Amnesty International has taken aim at Facebook, YouTube and Google as the number of activists imprisoned for expressing their opinion online in Vietnam reaches a record high.
According to Aljazeera, Amnesty says 69 of the 170 prisoners of conscience in Vietnam are in jail because of their online activism.
In a report published on Tuesday, 1 December, Amnesty also said that the Vietnamese government’s efforts to silence dissent have resulted in the imprisonment of a high record number of activists who are serving jail time for their online work.
“In the last decade, the right to freedom of expression flourished on Facebook and YouTube in Vietnam,” Ming Yu Hah, Amnesty International’s deputy regional director for campaigns said in a statement.
“Today, these platforms have become hunting grounds for censors, military cyber-troops and state-sponsored trolls. The platforms themselves are not merely letting it happen, they’re increasingly complicit,” she said.
In March, Facebook agreed to censor, or geo-block, content deemed anti-state in Vietnam after facing intense pressure from the government, the company stresses that this only affects posts that violate local laws.
Facebook is the most popular and profitable platform in Vietnam, according to Amnesty.
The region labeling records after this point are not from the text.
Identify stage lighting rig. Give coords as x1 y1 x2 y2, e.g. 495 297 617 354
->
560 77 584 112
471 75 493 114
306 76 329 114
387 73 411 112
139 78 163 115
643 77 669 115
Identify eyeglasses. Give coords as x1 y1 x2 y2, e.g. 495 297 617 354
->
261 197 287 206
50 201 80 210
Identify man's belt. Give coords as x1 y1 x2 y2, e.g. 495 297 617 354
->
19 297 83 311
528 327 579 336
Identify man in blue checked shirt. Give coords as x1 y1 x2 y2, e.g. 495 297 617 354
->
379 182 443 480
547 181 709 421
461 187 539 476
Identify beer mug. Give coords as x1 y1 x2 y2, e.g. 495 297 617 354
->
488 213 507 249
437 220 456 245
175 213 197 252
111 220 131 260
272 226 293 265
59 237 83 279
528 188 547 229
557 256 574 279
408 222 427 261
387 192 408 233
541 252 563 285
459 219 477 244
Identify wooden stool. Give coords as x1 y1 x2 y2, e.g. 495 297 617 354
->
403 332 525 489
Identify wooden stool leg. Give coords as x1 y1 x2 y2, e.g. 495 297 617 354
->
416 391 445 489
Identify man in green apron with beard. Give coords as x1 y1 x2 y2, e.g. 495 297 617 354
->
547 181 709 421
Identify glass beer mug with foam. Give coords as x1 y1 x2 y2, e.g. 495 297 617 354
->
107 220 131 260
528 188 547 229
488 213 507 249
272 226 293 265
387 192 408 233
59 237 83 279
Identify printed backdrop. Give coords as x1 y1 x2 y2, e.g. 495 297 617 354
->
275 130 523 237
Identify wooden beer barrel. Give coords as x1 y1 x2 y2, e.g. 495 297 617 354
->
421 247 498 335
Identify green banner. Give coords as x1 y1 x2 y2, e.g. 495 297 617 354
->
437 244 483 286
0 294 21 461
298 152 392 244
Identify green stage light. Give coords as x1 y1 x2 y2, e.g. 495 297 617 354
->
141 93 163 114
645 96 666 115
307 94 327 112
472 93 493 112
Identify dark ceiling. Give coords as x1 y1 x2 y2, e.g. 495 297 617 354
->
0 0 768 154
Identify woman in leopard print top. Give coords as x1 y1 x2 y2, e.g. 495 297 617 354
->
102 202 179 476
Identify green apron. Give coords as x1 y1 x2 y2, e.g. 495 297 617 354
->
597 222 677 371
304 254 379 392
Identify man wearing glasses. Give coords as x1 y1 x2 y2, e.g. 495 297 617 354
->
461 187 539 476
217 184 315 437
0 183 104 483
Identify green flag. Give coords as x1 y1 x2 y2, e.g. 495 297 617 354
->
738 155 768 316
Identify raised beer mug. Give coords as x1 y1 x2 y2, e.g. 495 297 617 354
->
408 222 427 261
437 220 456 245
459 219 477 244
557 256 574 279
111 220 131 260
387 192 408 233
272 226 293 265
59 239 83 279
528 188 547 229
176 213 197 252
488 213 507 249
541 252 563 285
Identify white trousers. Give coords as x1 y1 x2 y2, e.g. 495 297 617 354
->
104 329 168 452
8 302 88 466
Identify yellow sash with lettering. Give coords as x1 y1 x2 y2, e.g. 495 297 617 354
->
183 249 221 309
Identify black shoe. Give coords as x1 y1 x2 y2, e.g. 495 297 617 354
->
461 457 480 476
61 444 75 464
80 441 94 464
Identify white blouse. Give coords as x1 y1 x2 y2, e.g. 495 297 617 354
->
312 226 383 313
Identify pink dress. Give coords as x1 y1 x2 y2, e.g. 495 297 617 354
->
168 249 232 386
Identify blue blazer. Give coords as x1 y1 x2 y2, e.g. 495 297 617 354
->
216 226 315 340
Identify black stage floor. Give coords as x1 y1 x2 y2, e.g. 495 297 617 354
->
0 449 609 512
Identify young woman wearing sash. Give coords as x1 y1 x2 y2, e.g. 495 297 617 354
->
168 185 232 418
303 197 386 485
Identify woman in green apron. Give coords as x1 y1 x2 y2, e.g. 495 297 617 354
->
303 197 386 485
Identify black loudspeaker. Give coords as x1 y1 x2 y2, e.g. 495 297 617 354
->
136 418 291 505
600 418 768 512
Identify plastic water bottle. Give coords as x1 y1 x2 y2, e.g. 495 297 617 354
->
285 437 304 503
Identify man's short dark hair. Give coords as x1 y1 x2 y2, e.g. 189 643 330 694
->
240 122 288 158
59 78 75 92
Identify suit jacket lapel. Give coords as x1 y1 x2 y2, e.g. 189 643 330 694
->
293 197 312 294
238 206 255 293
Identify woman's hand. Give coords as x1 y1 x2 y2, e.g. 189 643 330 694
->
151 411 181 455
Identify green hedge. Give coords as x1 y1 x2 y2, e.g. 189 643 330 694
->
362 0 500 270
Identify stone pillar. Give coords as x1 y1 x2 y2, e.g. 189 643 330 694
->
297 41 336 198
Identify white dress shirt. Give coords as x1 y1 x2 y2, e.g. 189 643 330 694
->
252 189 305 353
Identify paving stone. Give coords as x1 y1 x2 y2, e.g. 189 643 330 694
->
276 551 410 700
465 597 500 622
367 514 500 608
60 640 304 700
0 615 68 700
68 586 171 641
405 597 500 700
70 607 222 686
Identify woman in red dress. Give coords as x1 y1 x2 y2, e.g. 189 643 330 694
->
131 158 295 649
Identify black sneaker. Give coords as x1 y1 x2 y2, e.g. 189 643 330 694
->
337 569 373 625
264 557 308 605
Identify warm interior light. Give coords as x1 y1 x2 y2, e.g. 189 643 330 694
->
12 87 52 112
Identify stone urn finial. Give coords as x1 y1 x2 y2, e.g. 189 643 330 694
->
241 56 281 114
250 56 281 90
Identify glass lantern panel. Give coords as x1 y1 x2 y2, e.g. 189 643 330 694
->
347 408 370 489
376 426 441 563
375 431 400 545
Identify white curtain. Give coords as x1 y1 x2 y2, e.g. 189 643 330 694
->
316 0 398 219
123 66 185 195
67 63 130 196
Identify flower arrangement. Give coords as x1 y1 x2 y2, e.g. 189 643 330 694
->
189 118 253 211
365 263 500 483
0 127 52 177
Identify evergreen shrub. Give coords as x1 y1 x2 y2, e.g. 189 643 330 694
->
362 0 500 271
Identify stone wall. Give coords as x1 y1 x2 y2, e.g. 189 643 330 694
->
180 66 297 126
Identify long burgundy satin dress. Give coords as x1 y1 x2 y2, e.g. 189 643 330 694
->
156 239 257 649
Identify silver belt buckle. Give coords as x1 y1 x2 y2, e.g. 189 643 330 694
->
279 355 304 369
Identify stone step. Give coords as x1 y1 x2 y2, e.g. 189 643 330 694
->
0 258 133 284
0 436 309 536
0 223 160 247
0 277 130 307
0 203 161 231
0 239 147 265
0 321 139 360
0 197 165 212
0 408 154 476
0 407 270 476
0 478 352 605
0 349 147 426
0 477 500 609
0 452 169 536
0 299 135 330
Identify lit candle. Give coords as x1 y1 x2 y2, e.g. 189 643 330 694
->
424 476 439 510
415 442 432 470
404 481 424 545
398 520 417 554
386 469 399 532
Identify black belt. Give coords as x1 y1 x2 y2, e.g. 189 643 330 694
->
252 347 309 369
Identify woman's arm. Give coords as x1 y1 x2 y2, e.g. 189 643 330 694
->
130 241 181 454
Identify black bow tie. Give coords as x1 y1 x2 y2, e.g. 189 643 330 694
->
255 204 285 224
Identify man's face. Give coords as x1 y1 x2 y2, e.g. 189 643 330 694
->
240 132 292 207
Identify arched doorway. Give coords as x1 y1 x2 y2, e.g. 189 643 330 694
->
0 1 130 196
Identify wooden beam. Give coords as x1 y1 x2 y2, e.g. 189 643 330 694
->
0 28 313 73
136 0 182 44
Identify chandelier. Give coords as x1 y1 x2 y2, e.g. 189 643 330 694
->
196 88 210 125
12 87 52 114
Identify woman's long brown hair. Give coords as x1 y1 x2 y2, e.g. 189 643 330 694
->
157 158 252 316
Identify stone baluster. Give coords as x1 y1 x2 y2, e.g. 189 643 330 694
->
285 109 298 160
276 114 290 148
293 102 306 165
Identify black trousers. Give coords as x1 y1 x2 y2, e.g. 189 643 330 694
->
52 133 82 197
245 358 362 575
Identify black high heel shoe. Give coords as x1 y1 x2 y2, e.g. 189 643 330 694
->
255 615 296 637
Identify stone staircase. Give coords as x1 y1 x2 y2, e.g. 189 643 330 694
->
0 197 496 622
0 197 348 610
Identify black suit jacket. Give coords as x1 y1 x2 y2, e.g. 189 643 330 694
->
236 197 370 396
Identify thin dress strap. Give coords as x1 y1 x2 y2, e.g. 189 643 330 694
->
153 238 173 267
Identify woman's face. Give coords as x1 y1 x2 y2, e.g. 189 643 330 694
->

In 2018, Facebook’s income from Vietnam neared $1bn almost one-third of all its revenue from Southeast Asia. Meanwhile, Google, which owns YouTube, raked in $475m during the same period, mainly from online advertising, the human rights group said.
“The size of these profits underlines the importance for Facebook and Google of maintaining market access in Vietnam, Amnesty noted.
Analysts say the jailing of journalists and activists are a regular occurrence ahead of Vietnam’s national congress, where a five year economic plan and leadership changes are decided by the Communist party.